69496 (763229), страница 2
Текст из файла (страница 2)
Сегодня, за два года до начала нового тысячелетия, мы должны честно признать, что находимся в новой для нас, а именно кризисной, культурной ситуации. Да, в культурный обиход вошло искусство всех времён и народов, но это скорее заслуга mass-media, чем результат возросших культурных запросов. Сегодняшний потребитель культуры потребляет её не из внутренней необходимости, но либо из любопытства, либо из престижных соображений. В сущности он к культуре равнодушен. Культурный ландшафт представляет собой гигантский музей. Люди готовы пролететь тысячи километров, чтобы увидеть спелёнутый рейхстаг. Это искусство сродни египетским пирамидам. Неслыханное и невиданное ранее информационное изобилие привело к тому, что восприятие рядового потребителя не поспевает за темпами развития языка того или иного вида искусства. В том, что касается современного искусства, этот рядовой потребитель не имеет более собственной шкалы оценок. Ещё тридцать-сорок лет назад его оценки могли быть верными или неверными, проницательными или нелепыми, но он считал их своими. Он относился к себе с доверием. Ему могло быть интересно или скучно, но он хотя бы знал, почему ему интересно или скучно. Сегодня ему скучно от непонимания, и хотя он знает, что ничего не понимает, но соображения престижности не позволяют ему сделать это признание.

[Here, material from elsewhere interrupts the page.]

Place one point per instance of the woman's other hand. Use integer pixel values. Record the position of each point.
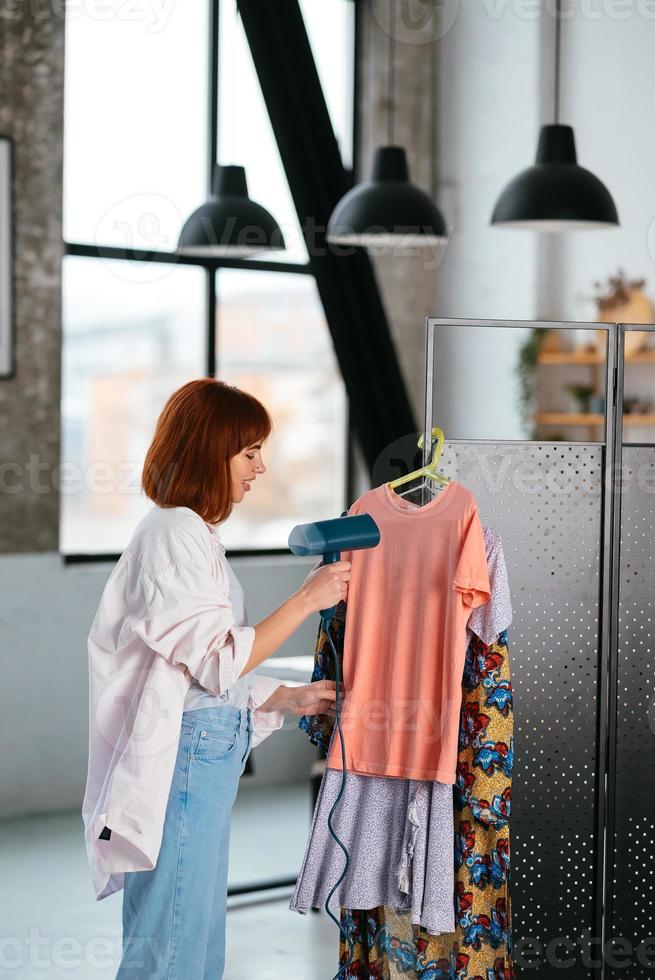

Такая ситуация открывает шарлатанам от культуры ничем не ограниченную возможность морочить голову растерявшемуся потребителю. Звание Художника имеет в обществе статус, не соответствующий реальному положению дел. В большинстве своём те, кто сегодня претендует на звание Художника, являются рантье, живут на не ими самими нажитый моральный капитал. Не имеющий собственного суждения потребитель, с одной стороны, и шарлатан от искусства, с другой, создают заколдованный круг, разорвать который можно только целенаправленными образовательными усилиями. Но, чтобы решить проблему, необходимо прежде всего её осознать. Попробую продемонстрировать это на примере, мне близком.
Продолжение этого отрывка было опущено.